# Project: Sentiment analysis

In [None]:
### Notes

- Recommend songs to a user based on the songs they listen to
- Pick the song that is closest to the geometric mean of the 
    songs which the user listens to. 
- Create the sentiment variable for each song    
    
- Looking at "profile" dataset to get the songs the user listens to


## Goals:
1. Sentiment analysis using text mining technique on lyrics data
2. Cluster analysis of song sentiment using sentiment data determined in previous step

## Data: 

###  Opinion Lexicon: Positive & Negative

`positive-words.txt` contains a list of POSITIVE opinion words (or sentiment words).
`negative-words.txt` contains a list of NEGATIVE opinion words (or sentiment words).

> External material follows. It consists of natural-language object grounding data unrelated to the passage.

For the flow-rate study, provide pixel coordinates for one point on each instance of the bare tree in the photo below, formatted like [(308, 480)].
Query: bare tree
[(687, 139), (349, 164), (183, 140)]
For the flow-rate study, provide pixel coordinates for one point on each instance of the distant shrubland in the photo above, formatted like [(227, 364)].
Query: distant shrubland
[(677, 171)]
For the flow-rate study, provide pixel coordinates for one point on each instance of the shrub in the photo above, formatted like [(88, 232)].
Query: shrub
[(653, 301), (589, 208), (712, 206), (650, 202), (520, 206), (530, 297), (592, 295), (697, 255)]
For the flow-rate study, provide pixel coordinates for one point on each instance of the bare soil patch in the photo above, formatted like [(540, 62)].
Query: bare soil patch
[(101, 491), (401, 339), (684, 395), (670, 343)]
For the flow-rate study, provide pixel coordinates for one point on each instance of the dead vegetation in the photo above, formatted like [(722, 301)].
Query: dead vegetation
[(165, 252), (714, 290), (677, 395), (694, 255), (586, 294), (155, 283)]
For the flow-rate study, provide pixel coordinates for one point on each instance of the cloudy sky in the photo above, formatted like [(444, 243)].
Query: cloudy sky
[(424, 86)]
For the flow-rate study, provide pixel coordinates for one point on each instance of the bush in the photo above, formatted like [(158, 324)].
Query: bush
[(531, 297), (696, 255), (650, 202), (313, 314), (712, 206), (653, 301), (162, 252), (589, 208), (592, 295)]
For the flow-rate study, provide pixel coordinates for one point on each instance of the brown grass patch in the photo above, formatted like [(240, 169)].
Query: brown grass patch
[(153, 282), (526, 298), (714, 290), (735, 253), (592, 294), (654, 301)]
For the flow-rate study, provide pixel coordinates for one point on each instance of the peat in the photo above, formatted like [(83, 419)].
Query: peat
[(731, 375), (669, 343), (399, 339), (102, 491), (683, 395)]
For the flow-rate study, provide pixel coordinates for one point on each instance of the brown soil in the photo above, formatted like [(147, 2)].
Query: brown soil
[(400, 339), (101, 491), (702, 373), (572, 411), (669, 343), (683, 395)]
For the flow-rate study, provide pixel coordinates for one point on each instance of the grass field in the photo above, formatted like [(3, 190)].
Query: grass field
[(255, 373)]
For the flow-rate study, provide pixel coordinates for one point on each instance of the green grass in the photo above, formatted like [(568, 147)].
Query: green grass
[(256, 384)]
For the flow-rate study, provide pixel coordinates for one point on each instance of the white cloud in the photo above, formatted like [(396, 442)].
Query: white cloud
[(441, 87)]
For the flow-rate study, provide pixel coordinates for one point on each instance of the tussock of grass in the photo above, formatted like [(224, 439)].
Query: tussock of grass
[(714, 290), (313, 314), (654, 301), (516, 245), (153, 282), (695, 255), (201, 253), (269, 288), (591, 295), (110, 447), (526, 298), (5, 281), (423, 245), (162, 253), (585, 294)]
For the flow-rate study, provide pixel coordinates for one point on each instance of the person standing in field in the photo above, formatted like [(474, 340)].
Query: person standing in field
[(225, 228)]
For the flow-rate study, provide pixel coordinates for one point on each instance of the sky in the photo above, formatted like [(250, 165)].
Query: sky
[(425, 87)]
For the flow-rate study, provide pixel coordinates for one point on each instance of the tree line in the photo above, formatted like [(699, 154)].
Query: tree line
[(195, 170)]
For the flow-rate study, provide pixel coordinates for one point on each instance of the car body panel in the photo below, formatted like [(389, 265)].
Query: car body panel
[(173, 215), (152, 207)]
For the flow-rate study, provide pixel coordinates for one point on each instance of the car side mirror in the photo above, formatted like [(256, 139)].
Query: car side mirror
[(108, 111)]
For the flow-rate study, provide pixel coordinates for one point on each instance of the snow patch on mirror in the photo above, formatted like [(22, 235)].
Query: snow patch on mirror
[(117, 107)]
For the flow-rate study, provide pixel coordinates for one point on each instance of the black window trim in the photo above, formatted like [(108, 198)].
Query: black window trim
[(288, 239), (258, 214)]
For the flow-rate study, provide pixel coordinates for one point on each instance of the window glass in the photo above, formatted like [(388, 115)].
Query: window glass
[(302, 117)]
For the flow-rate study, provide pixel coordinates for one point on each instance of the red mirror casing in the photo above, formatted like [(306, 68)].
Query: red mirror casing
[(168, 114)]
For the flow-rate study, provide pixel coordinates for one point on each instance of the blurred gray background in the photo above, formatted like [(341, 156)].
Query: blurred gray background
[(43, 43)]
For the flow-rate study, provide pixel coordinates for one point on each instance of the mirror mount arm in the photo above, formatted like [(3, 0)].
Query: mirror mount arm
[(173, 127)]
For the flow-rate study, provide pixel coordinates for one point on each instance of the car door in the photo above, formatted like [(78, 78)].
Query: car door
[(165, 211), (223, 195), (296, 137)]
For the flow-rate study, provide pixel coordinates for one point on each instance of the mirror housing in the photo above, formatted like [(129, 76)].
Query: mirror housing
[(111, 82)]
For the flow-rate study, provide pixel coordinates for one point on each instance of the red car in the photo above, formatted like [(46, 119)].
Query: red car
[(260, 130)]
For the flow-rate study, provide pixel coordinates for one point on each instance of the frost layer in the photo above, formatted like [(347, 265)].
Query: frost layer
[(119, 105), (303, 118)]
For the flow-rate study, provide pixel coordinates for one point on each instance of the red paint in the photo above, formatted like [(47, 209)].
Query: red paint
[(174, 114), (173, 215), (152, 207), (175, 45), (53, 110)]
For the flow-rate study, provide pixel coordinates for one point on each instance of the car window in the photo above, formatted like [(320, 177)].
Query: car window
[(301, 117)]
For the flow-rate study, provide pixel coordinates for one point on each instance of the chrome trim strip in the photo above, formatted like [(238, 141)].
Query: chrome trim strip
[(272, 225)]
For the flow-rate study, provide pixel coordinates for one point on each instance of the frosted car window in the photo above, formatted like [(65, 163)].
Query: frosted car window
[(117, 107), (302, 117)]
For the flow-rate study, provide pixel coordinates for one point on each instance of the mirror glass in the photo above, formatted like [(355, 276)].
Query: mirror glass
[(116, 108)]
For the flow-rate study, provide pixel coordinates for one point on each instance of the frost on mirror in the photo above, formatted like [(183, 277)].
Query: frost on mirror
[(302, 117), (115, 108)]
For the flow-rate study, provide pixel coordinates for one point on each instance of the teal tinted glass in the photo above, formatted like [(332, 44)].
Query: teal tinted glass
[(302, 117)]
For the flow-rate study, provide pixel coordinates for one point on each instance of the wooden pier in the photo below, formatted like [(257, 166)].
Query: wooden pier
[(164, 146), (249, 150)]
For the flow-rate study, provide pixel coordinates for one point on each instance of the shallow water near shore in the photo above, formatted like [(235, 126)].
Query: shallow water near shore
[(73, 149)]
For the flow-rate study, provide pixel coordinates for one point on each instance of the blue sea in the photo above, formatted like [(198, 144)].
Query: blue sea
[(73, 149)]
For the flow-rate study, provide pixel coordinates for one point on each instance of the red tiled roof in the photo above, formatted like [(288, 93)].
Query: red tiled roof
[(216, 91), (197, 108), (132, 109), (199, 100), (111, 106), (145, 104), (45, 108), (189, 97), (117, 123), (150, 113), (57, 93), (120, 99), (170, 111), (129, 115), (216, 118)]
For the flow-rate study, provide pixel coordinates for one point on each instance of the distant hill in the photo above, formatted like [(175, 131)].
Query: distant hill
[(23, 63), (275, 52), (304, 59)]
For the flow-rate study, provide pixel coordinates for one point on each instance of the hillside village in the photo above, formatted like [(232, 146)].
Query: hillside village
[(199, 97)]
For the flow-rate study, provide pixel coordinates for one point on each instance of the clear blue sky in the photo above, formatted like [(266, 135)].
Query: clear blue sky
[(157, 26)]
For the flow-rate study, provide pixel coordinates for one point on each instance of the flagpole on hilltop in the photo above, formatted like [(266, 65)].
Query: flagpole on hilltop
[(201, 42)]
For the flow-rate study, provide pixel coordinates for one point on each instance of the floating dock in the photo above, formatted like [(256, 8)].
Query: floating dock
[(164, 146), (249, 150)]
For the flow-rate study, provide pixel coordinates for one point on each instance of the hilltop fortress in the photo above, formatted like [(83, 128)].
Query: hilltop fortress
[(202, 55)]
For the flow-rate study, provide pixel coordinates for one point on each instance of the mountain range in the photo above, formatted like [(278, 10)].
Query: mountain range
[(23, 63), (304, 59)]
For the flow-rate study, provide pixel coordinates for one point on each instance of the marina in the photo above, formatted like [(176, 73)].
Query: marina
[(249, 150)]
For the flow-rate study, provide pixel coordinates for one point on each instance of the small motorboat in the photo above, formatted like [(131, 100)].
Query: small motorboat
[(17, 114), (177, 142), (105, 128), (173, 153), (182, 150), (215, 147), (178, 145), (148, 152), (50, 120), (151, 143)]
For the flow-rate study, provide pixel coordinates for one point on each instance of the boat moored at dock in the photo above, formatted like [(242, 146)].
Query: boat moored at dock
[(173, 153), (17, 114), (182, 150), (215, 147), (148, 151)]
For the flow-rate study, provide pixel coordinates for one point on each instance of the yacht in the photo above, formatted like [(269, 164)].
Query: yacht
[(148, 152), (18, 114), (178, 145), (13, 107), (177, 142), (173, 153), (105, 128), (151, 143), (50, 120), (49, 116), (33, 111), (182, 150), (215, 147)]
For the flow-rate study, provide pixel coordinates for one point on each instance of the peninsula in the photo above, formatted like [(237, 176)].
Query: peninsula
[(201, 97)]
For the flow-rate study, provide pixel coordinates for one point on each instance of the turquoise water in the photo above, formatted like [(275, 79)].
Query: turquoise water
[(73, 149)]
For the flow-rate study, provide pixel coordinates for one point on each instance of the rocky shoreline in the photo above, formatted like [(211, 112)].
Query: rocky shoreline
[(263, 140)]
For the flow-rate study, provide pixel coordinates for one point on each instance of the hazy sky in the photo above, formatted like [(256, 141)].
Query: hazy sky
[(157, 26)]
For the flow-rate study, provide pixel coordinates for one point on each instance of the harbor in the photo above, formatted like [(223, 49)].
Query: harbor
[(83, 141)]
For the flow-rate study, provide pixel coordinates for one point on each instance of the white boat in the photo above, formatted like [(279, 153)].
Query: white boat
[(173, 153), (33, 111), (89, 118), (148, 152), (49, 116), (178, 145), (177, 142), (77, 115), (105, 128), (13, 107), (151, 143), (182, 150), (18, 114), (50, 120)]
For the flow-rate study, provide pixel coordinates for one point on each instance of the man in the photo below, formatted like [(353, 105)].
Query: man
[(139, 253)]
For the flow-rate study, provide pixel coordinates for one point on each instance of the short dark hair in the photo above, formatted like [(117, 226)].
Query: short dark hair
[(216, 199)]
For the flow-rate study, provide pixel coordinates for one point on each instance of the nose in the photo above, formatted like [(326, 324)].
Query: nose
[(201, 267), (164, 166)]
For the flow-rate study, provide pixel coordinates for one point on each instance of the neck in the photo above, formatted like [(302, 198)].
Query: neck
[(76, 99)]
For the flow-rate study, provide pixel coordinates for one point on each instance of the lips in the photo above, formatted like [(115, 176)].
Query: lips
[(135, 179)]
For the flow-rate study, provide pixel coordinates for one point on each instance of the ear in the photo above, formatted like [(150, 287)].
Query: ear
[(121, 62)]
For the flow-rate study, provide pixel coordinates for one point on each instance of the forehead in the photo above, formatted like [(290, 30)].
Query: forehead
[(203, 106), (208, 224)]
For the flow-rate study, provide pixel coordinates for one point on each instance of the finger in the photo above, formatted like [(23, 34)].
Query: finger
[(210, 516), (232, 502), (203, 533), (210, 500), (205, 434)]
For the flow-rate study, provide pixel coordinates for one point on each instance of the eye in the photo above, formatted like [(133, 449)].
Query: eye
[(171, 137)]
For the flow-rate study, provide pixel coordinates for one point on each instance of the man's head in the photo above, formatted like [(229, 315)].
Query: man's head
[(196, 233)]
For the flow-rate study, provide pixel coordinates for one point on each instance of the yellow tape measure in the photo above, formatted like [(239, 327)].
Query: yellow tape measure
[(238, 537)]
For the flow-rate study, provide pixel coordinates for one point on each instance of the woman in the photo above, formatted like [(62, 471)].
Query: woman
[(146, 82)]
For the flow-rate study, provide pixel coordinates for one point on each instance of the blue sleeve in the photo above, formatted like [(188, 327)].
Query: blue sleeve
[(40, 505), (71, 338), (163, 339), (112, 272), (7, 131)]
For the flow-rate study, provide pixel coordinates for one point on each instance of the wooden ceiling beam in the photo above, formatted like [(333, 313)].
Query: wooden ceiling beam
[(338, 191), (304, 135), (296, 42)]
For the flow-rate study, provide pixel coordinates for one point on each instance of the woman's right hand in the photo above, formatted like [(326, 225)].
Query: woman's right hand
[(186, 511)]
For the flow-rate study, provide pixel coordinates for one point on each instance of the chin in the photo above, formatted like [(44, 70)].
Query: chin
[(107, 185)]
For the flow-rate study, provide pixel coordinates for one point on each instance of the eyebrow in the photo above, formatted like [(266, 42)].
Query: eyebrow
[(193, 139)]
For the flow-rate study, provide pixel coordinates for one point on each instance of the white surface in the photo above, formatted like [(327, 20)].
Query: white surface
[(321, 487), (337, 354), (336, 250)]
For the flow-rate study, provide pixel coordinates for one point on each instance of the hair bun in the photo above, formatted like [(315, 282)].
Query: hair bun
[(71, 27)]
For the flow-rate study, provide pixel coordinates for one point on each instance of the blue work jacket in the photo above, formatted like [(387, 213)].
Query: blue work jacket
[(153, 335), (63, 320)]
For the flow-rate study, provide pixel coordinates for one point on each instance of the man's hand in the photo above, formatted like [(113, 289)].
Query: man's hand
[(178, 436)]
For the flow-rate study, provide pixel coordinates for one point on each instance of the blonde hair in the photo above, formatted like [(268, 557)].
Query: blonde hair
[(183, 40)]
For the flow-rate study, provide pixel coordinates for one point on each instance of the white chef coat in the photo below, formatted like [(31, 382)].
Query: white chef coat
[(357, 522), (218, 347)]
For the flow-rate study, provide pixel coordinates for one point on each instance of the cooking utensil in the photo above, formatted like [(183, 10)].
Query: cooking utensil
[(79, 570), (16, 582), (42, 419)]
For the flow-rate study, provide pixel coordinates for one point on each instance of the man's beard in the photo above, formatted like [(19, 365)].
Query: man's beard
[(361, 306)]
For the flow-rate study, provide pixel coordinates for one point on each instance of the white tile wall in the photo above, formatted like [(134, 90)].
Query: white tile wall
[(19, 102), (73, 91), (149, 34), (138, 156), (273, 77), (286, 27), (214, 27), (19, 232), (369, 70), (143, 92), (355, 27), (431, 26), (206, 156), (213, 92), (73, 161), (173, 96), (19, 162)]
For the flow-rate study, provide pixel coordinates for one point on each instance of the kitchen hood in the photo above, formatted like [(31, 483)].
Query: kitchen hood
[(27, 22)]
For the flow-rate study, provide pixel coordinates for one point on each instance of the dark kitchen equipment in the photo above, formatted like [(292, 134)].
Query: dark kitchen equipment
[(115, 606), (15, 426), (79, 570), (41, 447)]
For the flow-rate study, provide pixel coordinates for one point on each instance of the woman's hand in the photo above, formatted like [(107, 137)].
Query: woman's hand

This file and the papers can all be downloaded from 
http://www.cs.uic.edu/~liub/FBS/sentiment-analysis.html

Citation:
Minqing Hu and Bing Liu. "Mining and Summarizing Customer Reviews." 
Proceedings of the ACM SIGKDD International Conference on Knowledge 
Discovery and Data Mining (KDD-2004), Aug 22-25, 2004, Seattle, Washington, USA.
Bing Liu, Minqing Hu and Junsheng Cheng. "Opinion Observer: Analyzing and Comparing Opinions on the Web."
Proceedings of the 14th International World Wide Web conference (WWW-2005), May 10-14, 2005, Chiba, Japan.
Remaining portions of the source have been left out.